Les principaux coupables : les dialogues.
Les personnages de cette histoire sont tous des exemples de noblesse et d'humanité qui n'hésitent pas une seconde à ouvrir leurs cœurs (ou plus) à leurs compagnons. Rien de mal à cela sur le principe, mais on tombe parfois dans la mièvrerie la plus pure. Évidement, un tel constat est subjectif et votre avis se fera en fonction de votre degré de tolérance à la naïveté et aux déclaration larmoyantes.
Mention spéciale à la race des Aandrisks, sûrement les personnages les plus irritables du roman de par leurs mœurs qui se voudraient un appel à la tolérance et à l'acceptation de soi mais qui ressemble surtout à des clichés de hippies enfumés et hyper-moralisateurs.
N'ayons pas peur des mots, on se rapproche parfois dangereusement de la littérature young adult*.
Ceci contraste trop violemment avec l'univers que nous décrit Becky Chambers. Un univers où la guerre gronde et qui semble franchement inégalitaire sur beaucoup d'aspects.
On notera ainsi une conclusion de l'arc politique du roman incroyablement sombre et pessimiste. Après 300 pages d'amour cosmiques et d'amitié (plus forte que la mort de les étoiles), une telle vision cynique du multiculturalisme à de quoi surprendre.
Et rafraîchir du coup. Là où Becky Chambers aurait pu poursuivre dans la voix du politiquement correcte, elle se permet un constat très terre à terre sur les différences culturelles parfois insurmontables entre différentes races spatiales.
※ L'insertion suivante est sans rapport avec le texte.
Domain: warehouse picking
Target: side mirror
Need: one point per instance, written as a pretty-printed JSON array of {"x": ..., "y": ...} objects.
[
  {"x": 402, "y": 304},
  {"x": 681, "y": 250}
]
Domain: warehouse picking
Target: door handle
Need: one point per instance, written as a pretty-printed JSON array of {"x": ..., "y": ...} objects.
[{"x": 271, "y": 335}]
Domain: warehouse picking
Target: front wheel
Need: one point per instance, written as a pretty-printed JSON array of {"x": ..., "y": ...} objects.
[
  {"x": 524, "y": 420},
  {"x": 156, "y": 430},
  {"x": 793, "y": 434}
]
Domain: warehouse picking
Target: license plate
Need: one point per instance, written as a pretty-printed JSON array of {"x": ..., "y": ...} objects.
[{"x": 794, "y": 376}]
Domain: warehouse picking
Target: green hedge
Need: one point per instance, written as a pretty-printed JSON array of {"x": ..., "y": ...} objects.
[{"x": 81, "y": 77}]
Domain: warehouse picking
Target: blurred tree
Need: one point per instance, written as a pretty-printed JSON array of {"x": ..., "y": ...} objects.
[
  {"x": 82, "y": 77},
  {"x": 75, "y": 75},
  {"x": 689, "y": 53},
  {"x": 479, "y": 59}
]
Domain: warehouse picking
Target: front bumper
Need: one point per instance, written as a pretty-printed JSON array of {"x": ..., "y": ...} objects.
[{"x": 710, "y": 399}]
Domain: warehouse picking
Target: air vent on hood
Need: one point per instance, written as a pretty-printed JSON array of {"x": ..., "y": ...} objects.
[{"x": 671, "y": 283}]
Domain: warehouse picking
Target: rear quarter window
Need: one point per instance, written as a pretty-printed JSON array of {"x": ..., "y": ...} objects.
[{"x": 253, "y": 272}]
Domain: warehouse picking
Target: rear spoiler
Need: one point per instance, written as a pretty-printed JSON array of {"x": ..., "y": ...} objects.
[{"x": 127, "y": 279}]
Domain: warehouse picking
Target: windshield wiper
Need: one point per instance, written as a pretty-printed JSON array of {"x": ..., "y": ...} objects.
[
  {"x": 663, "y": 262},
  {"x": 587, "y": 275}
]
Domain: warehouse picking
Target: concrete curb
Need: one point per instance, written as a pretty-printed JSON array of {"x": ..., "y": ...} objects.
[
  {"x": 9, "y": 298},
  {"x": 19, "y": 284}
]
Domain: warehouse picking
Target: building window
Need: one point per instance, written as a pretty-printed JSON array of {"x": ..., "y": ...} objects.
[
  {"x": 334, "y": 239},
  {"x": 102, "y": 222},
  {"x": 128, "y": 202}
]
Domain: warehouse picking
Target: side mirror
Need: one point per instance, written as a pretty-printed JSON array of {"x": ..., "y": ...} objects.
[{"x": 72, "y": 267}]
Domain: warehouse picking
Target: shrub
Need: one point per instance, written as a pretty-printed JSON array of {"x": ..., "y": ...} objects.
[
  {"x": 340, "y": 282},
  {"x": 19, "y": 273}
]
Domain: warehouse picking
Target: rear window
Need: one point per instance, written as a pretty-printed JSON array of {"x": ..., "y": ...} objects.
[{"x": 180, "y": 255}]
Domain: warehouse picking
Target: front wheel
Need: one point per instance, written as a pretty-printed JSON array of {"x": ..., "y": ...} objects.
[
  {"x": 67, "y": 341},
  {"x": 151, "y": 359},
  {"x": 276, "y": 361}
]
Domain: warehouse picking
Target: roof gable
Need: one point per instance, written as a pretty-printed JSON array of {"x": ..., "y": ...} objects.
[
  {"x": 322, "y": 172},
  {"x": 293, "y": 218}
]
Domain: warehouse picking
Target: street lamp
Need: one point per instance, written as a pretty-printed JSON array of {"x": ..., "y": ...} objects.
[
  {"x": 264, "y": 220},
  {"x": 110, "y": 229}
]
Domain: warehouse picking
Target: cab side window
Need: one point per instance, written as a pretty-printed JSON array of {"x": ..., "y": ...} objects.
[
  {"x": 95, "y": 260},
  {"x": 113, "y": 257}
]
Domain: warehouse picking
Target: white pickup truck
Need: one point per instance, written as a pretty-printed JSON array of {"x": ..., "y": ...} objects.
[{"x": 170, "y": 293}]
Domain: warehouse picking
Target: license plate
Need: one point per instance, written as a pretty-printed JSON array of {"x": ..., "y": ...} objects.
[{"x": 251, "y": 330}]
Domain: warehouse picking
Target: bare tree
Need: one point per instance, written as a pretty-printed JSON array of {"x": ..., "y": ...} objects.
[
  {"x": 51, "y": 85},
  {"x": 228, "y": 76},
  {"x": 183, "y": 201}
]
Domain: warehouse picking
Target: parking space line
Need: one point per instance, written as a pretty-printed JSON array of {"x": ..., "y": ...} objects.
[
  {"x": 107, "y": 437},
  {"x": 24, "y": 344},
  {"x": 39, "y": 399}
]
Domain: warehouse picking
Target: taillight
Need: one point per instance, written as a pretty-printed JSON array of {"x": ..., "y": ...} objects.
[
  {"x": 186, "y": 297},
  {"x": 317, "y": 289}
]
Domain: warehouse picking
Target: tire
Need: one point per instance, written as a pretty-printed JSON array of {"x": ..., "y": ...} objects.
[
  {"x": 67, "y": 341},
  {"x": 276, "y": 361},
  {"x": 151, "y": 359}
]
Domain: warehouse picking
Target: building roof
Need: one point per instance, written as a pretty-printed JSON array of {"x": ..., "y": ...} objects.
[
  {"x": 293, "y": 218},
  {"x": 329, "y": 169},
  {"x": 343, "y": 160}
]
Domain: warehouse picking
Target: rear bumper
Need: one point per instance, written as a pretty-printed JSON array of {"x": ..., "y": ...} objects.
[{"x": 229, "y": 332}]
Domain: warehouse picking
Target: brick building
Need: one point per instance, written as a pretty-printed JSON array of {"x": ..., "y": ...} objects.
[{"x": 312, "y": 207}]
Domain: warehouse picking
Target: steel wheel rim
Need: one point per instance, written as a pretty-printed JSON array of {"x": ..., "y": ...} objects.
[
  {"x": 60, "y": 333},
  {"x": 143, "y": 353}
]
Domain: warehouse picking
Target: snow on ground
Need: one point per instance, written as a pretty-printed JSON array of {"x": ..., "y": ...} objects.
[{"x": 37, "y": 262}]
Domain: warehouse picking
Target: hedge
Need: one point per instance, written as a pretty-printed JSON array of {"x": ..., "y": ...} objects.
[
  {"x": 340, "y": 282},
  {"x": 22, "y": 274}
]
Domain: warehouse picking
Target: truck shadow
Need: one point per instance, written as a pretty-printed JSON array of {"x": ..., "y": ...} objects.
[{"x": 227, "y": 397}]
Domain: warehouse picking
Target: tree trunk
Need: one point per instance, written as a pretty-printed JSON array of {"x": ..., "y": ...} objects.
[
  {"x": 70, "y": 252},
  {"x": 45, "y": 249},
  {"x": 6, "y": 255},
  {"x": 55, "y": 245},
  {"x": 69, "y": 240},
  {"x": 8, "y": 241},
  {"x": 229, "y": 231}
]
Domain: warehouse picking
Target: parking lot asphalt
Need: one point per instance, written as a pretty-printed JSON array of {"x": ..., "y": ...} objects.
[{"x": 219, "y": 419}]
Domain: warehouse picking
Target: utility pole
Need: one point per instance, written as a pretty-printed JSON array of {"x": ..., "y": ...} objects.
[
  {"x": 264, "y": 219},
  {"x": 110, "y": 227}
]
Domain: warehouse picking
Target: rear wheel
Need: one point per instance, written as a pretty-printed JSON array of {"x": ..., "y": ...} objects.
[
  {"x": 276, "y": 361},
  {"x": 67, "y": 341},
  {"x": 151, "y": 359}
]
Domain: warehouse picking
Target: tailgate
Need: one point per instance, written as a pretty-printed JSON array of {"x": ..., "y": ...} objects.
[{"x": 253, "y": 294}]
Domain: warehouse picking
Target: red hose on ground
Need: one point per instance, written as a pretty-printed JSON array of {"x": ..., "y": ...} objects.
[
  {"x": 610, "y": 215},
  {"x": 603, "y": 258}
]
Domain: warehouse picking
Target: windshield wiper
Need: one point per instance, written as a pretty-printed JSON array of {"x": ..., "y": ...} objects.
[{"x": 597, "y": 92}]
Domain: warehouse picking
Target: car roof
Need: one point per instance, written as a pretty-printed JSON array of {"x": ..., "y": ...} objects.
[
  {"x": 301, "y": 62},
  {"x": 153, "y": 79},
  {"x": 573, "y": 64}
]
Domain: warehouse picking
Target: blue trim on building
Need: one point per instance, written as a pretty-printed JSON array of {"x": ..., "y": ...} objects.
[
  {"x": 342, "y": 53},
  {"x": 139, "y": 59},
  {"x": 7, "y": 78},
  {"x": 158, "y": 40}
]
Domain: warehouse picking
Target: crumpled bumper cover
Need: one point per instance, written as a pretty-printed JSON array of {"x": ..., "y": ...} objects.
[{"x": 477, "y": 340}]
Les motivations de chacune des parties étant bien posées, on évite ainsi la désignation d'un seul et unique coupable.
Ces quelques défauts mis à part, « L'espace d'un an » reste un roman qui se tient à son concept du début à la fin. L'aventure y est humaniste, belle et inspirante, ce qui tranche avec la production SF récente qui nous donne trop souvent des futurs désespérés et sombres.
Un livre à réserver aux lecteurs qui auraient besoin, l'espace d'une courte année de voyage, de voir l'humanité sous un jour plus ensoleillé.
Et ça, de temps en temps, ça fait du bien.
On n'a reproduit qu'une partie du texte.